McGettigan perceives expedience here: universities are very independent, institutionally, and that’s a problem when the market starts to fail (and it is failing: a truly tragic sidebar is that it’s not working out for students either, and some universities are hitting 30% dropout rates after the first year. Maintenance grants haven’t kept pace with inflation, and students just can’t afford to stay). “Culture wars do distract from market failure,” he says, “and leave the impression that the market failure was a result of misplaced priorities.”
All that would definitely be bad – cynical, self-sabotaging, philistine. But there’s another possibility that is worse: that culture wars aren’t being fought to destroy the humanities – rather that humanities are being destroyed because they’re incredibly inconvenient to authoritarianism, representing as they do “a pedagogical practice that calls students beyond themselves, embraces the ethical imperative for them to care for others, embrace historical memory, work to dismantle structures of domination, and to become subjects rather than objects of history, politics, and power”.
That’s from Critical Pedagogy in the Age of Fascist Politics by the American academic Henry Giroux, and I mention it not to freak anyone out, merely to note how striking the similarities are between rhetorical and financial attacks on the arts and humanities in the US and in the UK. You can read about the crisis in the creative writing degree at the University of Florida and swap out only one or two words (“semester”, plus the name of the president) and you could be reading about Goldsmiths.

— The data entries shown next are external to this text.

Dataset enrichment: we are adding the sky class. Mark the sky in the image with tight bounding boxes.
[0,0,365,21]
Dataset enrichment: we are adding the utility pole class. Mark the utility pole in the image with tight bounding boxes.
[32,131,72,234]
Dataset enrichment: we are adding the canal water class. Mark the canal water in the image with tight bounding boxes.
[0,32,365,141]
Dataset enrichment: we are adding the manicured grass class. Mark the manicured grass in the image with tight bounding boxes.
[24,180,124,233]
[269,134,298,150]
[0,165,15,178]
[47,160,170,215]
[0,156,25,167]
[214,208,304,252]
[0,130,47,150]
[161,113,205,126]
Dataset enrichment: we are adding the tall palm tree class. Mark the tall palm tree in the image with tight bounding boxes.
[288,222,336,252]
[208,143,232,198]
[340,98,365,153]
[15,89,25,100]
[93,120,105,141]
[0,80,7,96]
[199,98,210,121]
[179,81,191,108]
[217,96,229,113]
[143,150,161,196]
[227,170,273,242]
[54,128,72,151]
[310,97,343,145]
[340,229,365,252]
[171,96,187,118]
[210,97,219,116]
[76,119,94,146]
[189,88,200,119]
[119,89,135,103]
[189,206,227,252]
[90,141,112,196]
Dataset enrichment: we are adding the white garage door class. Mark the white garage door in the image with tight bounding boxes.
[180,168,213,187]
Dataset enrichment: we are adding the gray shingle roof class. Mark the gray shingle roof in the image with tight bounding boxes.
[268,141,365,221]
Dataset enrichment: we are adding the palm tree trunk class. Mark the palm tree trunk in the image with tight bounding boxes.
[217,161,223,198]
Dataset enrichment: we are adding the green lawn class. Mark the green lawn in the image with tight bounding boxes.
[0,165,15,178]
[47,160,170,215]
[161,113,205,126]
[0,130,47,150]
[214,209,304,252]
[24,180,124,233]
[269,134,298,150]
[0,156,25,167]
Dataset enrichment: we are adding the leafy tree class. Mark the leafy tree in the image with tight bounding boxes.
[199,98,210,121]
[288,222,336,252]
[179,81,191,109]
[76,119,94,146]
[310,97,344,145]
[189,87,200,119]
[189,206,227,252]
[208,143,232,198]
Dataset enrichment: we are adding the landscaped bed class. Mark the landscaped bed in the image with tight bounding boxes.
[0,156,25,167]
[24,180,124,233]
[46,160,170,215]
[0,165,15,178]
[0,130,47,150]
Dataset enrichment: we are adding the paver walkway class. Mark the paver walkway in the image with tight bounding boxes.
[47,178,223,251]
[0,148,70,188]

Related: ‘Cultural and social vandalism’: job cut plans at Goldsmiths attacked
In fact, the students protesting about Gaza at Goldsmiths are also passionately opposed to the mass redundancies, and many of the staff were involved, non-residentially, with the occupation – teach-ins, coming to guest lectures, supportive vibes. But there’s a deeper connective logic, common to student protest throughout history. MacRae, when the occupation began, was working on a soundscape about the Tiananmen Square massacre, where her father had witnessed the occupation of the square and subsequent shootings of students and civilians. “Did they get what they wanted?” she says. “Of course not. But for a few months, the whole city was in a state of anarchy in a beautiful way, and people still remember that feeling.”
When you embark on an education that cannot obviously be commodified, that doesn’t translate into earnings, it is a way of saying (and believing) that your mind’s value to society is innate. Politics is your business because you are its business. You are the keeper of ideas, historical memory, compassion, context, hope, that the market cannot understand and authoritarianism cannot stomach.
Back in February, one (anonymous) academic was in a meeting at which some of the senior management team wanted to get the students arrested. “Can you imagine?” they said. “Calling the police on your own students? At Goldsmiths?” That was outvoted, but the ludicrousness hangs in the air.
Can you imagine? Trying to hollow out the arts and humanities? In the UK, where it’s one of the few things we’re good at? (No offence, scientists: you’re good too.) You don’t have to imagine it – you can see it. But I don’t think it’s a done deal.